Jane Addams,  Twenty Years at Hull-House.  New York: The MacMillan Company, 1910.  Signed by the author.

            Jane Addams opened the first settlement house in the United States in Chicago in 1889.  Inspired by similar organizations she saw while touring England, Hull-House offered education, vocational training, and cultural activities for new immigrants coming to America.  Addams was also a feminist and advocate for woman’s suffrage.  She was awarded the Nobel Prize in 1931 for her work on behalf of the less fortunate. 

 

Scott Nearing and Nellie Nearing.  Woman and Social Progress: A Discussion of the Biologic, Domestic, Industrial, and Social Possibilities of Women.  New York:  MacMillan Company, 1912.

            Nearing was one of the proponents of the Progressive Movement, a political movement that sought to improve the lives of those exploited by the industrial revolution.  Nearing wrote on many subjects, including equal rights for women.  In 1915, three years after publishing this work, he was appointed dean of the College of Arts and Sciences at the University of Toledo.  While dean, Nearing called for an overturn of the way wages were paid to labor, for equal opportunity for all, and against the accumulation of wealth.  At UT, he established courses on labor and women’s issues.  He soon got into trouble with Toledo’s conservative business community, especially after he spoke out in opposition to the U.S. entering World War I.  In 1917, Nearing was removed as dean, and he never held another academic position.  He and his wife moved to Maine, where they lived off the land and continued to write radical literature.  He died in 1983 the age of 99.

 

 

Margaret Sanger,  Motherhood in Bondage.  New York:  Brentano’s Publishers, 1928.

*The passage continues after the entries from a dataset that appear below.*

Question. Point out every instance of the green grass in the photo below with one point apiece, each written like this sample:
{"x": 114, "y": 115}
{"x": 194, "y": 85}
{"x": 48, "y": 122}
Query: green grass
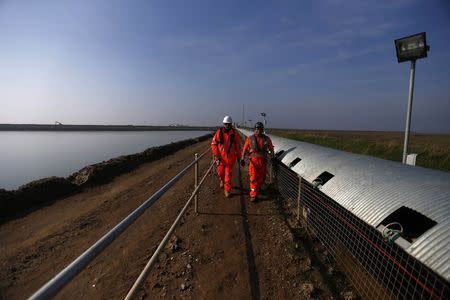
{"x": 433, "y": 149}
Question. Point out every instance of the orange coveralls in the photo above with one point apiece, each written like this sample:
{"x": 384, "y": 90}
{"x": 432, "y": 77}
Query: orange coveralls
{"x": 258, "y": 160}
{"x": 226, "y": 146}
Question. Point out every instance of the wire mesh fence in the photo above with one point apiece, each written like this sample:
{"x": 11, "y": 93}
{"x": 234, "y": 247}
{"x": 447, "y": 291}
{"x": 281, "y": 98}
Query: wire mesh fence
{"x": 376, "y": 268}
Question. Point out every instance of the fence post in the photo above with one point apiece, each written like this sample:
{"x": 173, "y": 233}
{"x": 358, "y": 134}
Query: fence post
{"x": 298, "y": 197}
{"x": 196, "y": 183}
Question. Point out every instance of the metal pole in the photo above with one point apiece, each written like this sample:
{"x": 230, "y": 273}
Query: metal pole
{"x": 135, "y": 288}
{"x": 69, "y": 272}
{"x": 196, "y": 183}
{"x": 408, "y": 112}
{"x": 299, "y": 197}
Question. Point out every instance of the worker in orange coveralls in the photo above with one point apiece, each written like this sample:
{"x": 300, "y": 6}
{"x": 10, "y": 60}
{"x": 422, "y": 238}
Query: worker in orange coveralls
{"x": 226, "y": 148}
{"x": 260, "y": 147}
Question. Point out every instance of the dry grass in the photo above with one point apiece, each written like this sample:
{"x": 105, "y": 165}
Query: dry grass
{"x": 433, "y": 149}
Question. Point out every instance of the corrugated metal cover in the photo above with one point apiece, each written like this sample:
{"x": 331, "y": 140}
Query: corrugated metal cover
{"x": 373, "y": 188}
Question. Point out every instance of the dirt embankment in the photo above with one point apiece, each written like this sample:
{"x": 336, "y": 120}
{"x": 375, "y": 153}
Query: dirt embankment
{"x": 231, "y": 249}
{"x": 44, "y": 191}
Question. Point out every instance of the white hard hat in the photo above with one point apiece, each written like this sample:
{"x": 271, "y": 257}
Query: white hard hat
{"x": 227, "y": 119}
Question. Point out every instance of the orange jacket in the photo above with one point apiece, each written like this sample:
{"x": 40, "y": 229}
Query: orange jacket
{"x": 226, "y": 145}
{"x": 262, "y": 143}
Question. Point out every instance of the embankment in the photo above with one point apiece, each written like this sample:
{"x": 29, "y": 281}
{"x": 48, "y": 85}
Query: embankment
{"x": 42, "y": 192}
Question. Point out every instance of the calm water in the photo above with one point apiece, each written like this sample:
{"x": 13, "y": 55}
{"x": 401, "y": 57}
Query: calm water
{"x": 27, "y": 156}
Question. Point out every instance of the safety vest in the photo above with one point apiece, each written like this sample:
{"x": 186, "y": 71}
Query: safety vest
{"x": 221, "y": 142}
{"x": 255, "y": 146}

            Margaret Sanger believed that the lack of control women had over the number of children then bore led to their diminished status in society.  She was especially appalled by the conditions of the poor who lived in slums.  In this book she interviewed women who were dealing with too many children and too little money.  “I have seven children and am one month on the way again would like for you to tell me what to do.  It makes me not have my right mind and I would rather die than to have this one,” one woman confessed to Sanger.  Sanger advocated for the right of women to have access to birth control as a way to not only improve their own lives, but those of their children. 

 

 

Gloria Steinem, Outrageous Acts and Everyday Rebellions.  New York:  Holt, Rinehart and Winston, 1983.

            Steinem was one of the leaders of the feminist movement.  Her magazine, Ms., served as an outlet for many feminist authors. Born in Toledo, Steinem’s grandmother had been active in the Toledo Woman’s Suffrage Association.  Her mother and father met while students at the University of Toledo, and her father founded UT’s student newspaper.  This book contains an essay in honor of her mother entitled “Ruth’s Song (Because She Could Not Sing.”)  It describes her early life in Toledo and her mother’s struggle with mental illness.